Le mois de mai était de retour à Rome. Sur les pentes escarpées de la colline
on voyait des touffes de menthe et de chicorée. La rousserolle effarvate
se balançait hardiment dans la roselière au bord du ruisseau
et improvisait son parcours joyeux sur l'échine du jardin.
Du Janicule à la Lungara, le soleil s'engageait
dans une course contre les tuiles blondes pour inonder
d'urgente lumière le kiosque à journaux et le pavé.
Il marchait sur le côté de la rue
dessiné par un tranchant d'ombre exact, prenant garde
aux folies d'un chat devant un sac abandonné.
C'était l'après-midi en son moment de paix.
On n'entendait que les bruits de la campagne urbaine.

Lecteur passionné de poètes
c'est ici qu'il devait exercer son art.
Il franchit la porte des destins déchus
pour rencontrer les reliquats inquiets des frères pris
dans les quartiers du mal.
C'étaient les jugés, les bannis, les Autres
entassés et reclus dans le ventre du bâtiment
qu'un cacique à l'ironie mauvaise
voua naguère à la Reine des Cieux.
Entre les murs blancs un long couloir
le propulsa sur une estrade.
Ils étaient nombreux à l'attendre, le regard fiché en terre.
Ils étaient nombreux, tous semblables
et ne paraissant plus attendre aucun geste
qui ne fût geste d'affront. Douloureuses
des minutes passèrent pendant lesquelles il ne vit rien.

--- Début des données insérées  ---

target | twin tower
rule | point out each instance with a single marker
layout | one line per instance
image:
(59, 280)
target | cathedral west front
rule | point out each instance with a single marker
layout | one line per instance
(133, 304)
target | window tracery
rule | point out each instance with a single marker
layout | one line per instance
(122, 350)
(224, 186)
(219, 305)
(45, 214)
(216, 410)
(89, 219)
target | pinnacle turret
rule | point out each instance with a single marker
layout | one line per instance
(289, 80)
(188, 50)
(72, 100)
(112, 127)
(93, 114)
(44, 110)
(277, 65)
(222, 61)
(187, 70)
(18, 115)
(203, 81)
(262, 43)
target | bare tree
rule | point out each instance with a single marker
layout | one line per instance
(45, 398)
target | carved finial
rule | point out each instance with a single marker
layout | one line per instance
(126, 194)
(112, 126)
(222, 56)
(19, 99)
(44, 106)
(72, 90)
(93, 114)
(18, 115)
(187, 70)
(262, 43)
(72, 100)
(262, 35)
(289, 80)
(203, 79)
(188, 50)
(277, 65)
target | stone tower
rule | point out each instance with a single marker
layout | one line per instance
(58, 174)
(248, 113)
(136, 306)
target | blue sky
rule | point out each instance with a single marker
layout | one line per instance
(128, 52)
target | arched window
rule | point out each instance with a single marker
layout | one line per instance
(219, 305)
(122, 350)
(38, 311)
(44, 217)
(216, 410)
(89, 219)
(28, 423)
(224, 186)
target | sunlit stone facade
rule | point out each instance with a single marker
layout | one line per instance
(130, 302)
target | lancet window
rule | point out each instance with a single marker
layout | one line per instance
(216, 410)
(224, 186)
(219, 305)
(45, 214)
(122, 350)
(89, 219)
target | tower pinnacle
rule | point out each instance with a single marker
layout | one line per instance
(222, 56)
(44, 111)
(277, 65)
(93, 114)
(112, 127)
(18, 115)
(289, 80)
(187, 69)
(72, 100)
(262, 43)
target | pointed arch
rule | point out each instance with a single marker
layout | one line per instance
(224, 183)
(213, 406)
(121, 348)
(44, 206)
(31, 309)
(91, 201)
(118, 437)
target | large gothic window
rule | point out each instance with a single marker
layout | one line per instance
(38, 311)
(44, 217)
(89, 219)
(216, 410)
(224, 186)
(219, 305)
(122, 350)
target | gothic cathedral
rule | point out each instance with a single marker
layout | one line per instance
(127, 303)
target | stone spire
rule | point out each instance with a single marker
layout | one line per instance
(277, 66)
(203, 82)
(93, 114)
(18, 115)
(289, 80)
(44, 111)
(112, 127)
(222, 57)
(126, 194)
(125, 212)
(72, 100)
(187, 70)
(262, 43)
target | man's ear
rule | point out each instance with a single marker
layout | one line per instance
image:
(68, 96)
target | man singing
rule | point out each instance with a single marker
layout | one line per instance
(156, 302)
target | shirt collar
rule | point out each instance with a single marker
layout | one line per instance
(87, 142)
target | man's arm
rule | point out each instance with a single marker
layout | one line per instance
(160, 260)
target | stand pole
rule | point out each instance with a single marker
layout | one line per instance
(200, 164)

Soudain il empoigna d'une main ferme le pupitre
et devant les gardiens frappés de stupeur
il répandit sur ce peuple de loques
les épisodes d'une grande poésie.
Il lut les mots élémentaires et violents
de l'aède qui affronte Dieu,
parle de la vie et de la mort,
de l'âme et du moi, d'ardeur charnelle
et de la métaphysique des fautes
qui ne connaissent jamais de fin.
Le chant prit son envol et lubrifiant déjà
les gonds de l'entendement chez ceux qui l'écoutaient,
il défit les nœuds
changea les regards et les visages peu à peu attentifs
dérouta les menaces du sort
et les quintes de toux des sceptiques — effigies arrimées
tout entières au passé — , caressa leurs esprits
en les rappelant à une même expérience de vie
et ouvrit les volets du printemps
au plein vent des sourires.
C'était le finale,
un peu de lumière du mai romain
s'engouffra dans les geôles bouleversées.